Airbus aircraft models at the annual conference in Toulouse. Photo: Airbus
The A350 is now the flagship passenger jet for Airbus, after the manufacturer made a financial decision to end production on the A380, executives said during their annual conference in Toulouse, France, on Thursday.
A380 deliveries will continue through 2021, and the four-engined jet will have maintenance and component support from Airbus for as long as airlines continue to fly it. However, with only 17 orders in the backlog remaining, the end of Airbus CEO Tom Enders’ reign will also mark the end of A380 production.

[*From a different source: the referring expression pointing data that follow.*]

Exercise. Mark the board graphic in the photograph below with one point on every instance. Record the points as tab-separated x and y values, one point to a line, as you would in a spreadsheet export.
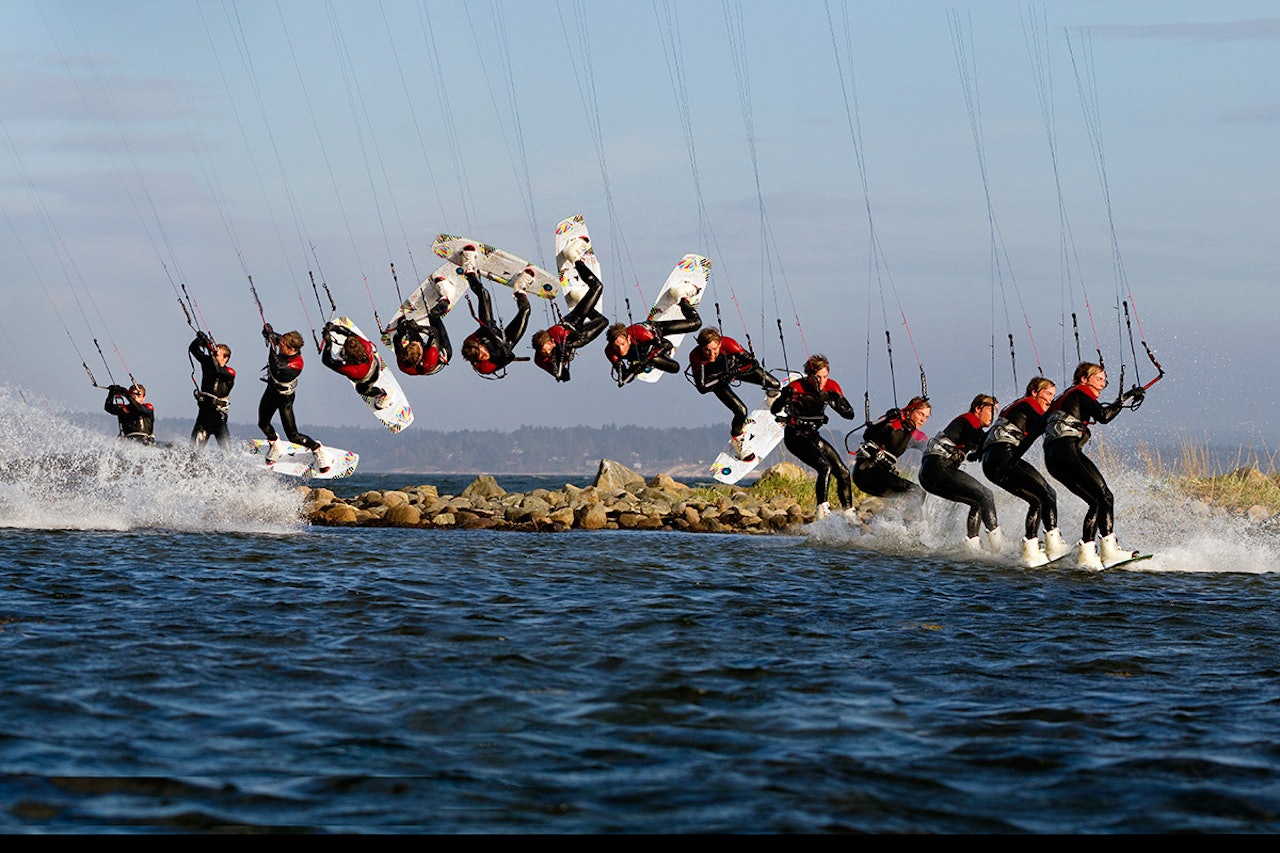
759	437
297	460
393	410
571	283
689	278
496	264
1130	560
444	283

A final decision was made to cease production on the A380 after Emirates' recent decision to reduce its existing A380 order by 39 aircraft, leaving just 14 on backlog to be delivered to the Middle East carrier. The remaining three A380s on order will go to Japanese airline All Nippon Airways (ANA).
Boeing has also struggled to capture enough orders to keep its own four engined jet, the 747-8, in production, with just 24 currently remaining.
Enders, who will retire as CEO of Airbus on April 10, 2019, said the decision effectively marks the end of an era.
“What we’re seeing here is the end of the large four engine aircraft and that is what it is,” Enders said.
While the A380 remains popular with airline passengers because of its double decker interior and massive appearance, Airbus has not been able to find enough customers for the aircraft to keep the program in production. Airbus previously considered adding new engines to the 525-seat aircraft, but ultimately decided against that and also scrapped plans to introduce a larger variant as well.
As production comes to an end, Enders reflected on lessons learned from the program and some of the technologies that were first deployed on the A380 that are now found in new generation aircraft such as the A350 and A320neo. For example, the A380 was the first Airbus passenger jet to feature the avionics full-duplex (AFDX) switched Ethernet bus and an integrated modular avionics architecture, which has also become standard on today’s Airbus passenger jets.
“If I look at the flight deck, there’s a lot of commonality between the flight deck of a 380, and the 350, we’ve advanced certain features of the flight deck of the avionics, of the automation brake to vacate for the 350 and certainly many many other examples,” Enders said.
With A380 production coming to a close, that now leaves the A350 as the largest Airbus passenger aircraft, with the A350-1000, the largest variant, entering into service last year. While Emirates significantly reduced their A380 order, the airline restored the confidence of Airbus to position the A350 as its future flagship aircraft by placing a new order of 40 A330-900 and 30 A350-900 aircraft. The Middle East carrier also previously canceled a $16 billion 70-plane order for the A350 in 2014, citing doubts about performance prior to its 2015 entry into service.
Guillaume Faury, who will replace Enders as CEO, believes the A350 will become the new flagship aircraft for Airbus.
“I think the answer is the A350 will be the product that’s going to lead the pack for Airbus. It’s very close to the A380 in terms of passengers’ experience, [where] the A380 is the benchmark, A350 is very close,” Faury said.
Moving forward, Faury said the focus for Airbus will be to continue to ramp up the production rate on the A320 and A350. The company will also continue to evolve its new Skywise digital aircraft operations platform. A newly-signed partnership with Dassault targeting the use of model-based engineering and three-dimensional design technologies will also be a focus for the new chief executive.
However, Faury also made clear that in the future, Airbus is more focused on moving toward the development of electric-powered aircraft and is not interested in entering the race to bring supersonic passenger travel back.
“We want to go electric, we think this is the main challenge that is in front of us,” Faury said.
“I think that for engineers, supersonic is fantastic, the predecessors of Airbus have worked on it. What is very important from my perspective is there is a fair balance of regulations for whatever flies in the air. We will not put a priority on supersonic,” Faury said.